CSC/ECE 506 Fall 2007/wiki1 7 a1
One change in the organization of address spaces in the last 10 years has been the use of vector instructions to deliver fine grain data parallelism. Another recent trend in address space partitioning has been towards making the address space more transparent to the programmer. This is achieved by allowing more of the memory architecture to be partitioned by the compiler instead of hardware. This allows more private data for the program to be stored locally in cache instead of remotely, reducing access times. Shared address space Any changes in the organization of address spaces in the last 10 years? Are the interconnection structures different in new computers now than they were 10 years ago? What is the size and capacity of current SMPs? How have supercomputers evolved since the Cray T3E?

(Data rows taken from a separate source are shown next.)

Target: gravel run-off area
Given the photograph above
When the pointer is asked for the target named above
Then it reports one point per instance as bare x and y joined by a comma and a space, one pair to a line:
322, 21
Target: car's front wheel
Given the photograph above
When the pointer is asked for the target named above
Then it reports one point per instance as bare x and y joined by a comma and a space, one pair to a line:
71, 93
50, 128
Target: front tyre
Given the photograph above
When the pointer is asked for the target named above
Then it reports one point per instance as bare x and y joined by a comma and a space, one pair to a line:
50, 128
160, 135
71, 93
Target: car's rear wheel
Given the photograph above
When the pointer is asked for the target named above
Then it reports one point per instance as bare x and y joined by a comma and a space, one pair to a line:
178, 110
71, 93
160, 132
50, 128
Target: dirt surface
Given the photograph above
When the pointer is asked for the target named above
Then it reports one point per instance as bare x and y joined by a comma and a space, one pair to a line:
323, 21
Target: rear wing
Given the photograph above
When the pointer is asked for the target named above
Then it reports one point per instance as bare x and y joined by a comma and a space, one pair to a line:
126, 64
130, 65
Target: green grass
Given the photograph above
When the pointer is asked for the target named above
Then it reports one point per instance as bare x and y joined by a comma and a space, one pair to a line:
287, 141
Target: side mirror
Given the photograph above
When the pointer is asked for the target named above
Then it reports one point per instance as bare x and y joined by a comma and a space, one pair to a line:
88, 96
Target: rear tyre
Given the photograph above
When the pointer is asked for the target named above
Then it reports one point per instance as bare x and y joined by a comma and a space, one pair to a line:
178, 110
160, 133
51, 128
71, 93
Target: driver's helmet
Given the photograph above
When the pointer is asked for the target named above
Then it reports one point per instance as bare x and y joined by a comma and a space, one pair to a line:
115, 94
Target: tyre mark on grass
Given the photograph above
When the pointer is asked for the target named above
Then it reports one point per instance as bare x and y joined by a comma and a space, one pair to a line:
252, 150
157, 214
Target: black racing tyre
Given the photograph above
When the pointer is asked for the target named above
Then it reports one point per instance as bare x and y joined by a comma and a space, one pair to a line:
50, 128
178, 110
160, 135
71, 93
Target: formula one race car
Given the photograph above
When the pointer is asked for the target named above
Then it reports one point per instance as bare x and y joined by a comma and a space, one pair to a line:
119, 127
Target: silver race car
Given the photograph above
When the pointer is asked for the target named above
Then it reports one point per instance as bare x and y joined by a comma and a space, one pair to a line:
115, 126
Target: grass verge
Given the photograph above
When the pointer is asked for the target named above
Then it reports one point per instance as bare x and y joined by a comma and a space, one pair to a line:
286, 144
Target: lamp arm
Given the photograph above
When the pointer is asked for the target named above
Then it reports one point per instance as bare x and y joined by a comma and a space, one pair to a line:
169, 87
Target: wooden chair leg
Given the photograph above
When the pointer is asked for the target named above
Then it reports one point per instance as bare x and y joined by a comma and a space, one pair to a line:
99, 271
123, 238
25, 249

The effectiveness of the shared memory approach depends on the latency incurred on the memory access as well as the bandwidth of the data transfer that can be supported. The interconnection network in a shared-memory multiprocessor has evolved over a decade to provide better aggregate bandwidth when more processors are added without increasing cost too much. Shared memory systems can be designed using bus-based or switch-based interconnection networks. The simplest network for shared memory systems is the bus and moreover the bus/cache architecture alleviates the need for expensive multiported memories and interface circuitry as well as the need to adopt a message-passing paradigm when developing application software. The single shared bus system has been extended to multiple buses to connect multiple processors. A multiple bus multiprocessor system uses several parallel buses to interconnect multiple processors and multiple memory modules. A number of connection schemes are possible in this case. Among the possibilities are the multiple bus with full bus–memory connection (MBFBMC), multiple bus with single bus memory connection (MBSBMC), multiple bus with partial bus–memory connection (MBPBMC), and multiple bus with class-based memory connection (MBCBMC). The multiple bus with full bus–memory connection has all memory modules connected to all buses. The multiple bus with single bus–memory connection has each memory module connected to a specific bus. The multiple bus with partial bus–memory connection has each memory module connected to a subset of buses. The multiple bus with class-based memory connection has memory modules grouped into classes whereby each class is connected to a specific subset of buses. A class is just an arbitrary collection of memory modules.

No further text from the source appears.